Tuesday, August 3, 2010

Falling in Love with the Philippines: Part One

Most people when they come to the Philippines, come and find a beach, buy some beer, and don’t move more than a one kilometer radius for the next six days. And they miss so much. They play tourist, and miss the heartbeat of the place they’re visiting.

We arrived in Manila Saturday night, and ended up taking a very expensive taxi ride from the airport to the Happy Coconuts Hostel where we had booked a stay for the next two nights. It was a good twenty minute ride into Paranaque, the next town south, with mellow English music playing in the cab. The taxi driver had been a taxi driver since he first learned to drive—basically his whole life. He pointed out the different things we saw as we passed them, and told us what prices to expect on jeepneys, and how to get from here to there.

It was one of those life-defining moments as I looked out of the taxi at a world so different from home, and so different even from the home I have found in Korea. Everywhere, tattered buildings looked like they were pieced together with rusty screws and spit, and then had the ocean waves beat on them for days on end.  Signs were mostly in English, mixed with some Tagalog, and here and there a word of Spanish.
The people themselves were sprawled out in the heavy, humid heat. Guys hung around at broken picnic tables and outside fruit stands, barefoot, shirtless, their teeth white and shining in the darkness. Kids ran around, played in the gutters, searched through garbage. I saw one skinny, dirty child begging on a street corner, not an adult in sight. Elsewhere, men were peeing on the side of the road, girls in shorts laughed and jangled in huddled groups, and toothless men and young boys picked through the refuse left by others.

One dog, skinny and hungry, slithered by, sniffing at an empty wrapper.

Between all the buildings rose palm trees and green vegetation, crawling up walls and around bends and curling around the spaces between things. The whole scene was heart-wrenching and heart-capturing, and I think I fell in love with the Philippines on that first taxi ride.

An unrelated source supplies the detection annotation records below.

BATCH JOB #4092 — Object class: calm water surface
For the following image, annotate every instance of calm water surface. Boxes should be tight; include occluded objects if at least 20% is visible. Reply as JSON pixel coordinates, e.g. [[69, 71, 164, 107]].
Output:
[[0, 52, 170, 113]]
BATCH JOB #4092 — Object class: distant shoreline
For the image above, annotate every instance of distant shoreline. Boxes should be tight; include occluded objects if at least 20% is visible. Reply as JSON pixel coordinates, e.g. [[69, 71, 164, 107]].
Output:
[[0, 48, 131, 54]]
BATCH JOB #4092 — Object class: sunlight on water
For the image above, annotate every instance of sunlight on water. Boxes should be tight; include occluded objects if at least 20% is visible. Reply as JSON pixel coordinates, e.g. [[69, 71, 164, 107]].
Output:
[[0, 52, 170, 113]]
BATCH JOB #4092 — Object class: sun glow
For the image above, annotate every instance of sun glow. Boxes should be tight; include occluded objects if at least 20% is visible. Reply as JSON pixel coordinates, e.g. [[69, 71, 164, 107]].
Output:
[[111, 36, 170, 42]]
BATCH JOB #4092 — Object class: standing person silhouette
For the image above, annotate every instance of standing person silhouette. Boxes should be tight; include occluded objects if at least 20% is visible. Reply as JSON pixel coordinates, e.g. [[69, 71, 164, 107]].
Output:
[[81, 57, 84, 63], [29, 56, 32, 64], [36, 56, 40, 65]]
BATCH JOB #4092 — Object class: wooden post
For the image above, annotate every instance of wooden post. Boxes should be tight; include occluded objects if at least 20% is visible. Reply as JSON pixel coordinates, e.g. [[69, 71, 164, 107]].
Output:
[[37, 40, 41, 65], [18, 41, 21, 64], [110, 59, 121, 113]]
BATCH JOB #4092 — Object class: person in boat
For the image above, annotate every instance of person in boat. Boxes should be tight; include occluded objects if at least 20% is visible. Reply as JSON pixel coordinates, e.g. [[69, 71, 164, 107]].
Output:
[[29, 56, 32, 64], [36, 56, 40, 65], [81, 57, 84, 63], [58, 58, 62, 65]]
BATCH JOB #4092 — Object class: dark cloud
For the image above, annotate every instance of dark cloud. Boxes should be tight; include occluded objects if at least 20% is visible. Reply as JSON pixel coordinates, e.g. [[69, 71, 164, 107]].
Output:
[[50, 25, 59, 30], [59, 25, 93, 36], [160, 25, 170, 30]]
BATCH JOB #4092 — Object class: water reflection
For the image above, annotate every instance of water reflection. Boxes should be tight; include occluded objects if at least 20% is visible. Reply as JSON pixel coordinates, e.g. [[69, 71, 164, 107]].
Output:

Well, the hostel proved a bit tricky to find. We knew that it had a bamboo gate and was across the street from a fruit stand, but the taxi driver, I think, wanted to fatten up his fare a bit, and we drove past it, and then for a long ways, going very slowly. We did eventually arrive, and found the hostel to be basically the nicest building I had yet seen. Real beds. Polished wood floors. Air conditioning. Wood cabinet dressers and large mirrors. Lavish for what I had seen thus far of the island.

A little ways down the road from the hostel is a river that flows through and tunnels under the road. It has tangled vegetation on both sides, but it flows strong and fast, and looks like a roaring snake curling through the jungle. It smells badly, and is littered with trash, but from a distance, is quite beautiful.

Beautiful. Even in the middle of a city, the palm trees wave, and there is salt in the air, and you can tell that it is an island. Filipino people look South American in every way, except that they have Asian eyes. The islands feel South American too. Even in the city, out away from the beaches and coconuts and fire dancers, you can tell that these are island people, and that, even if they're living in a cement box with a tin roof, they are people of the sea and the sky and the trees that wave in the air curling in from their salty shores.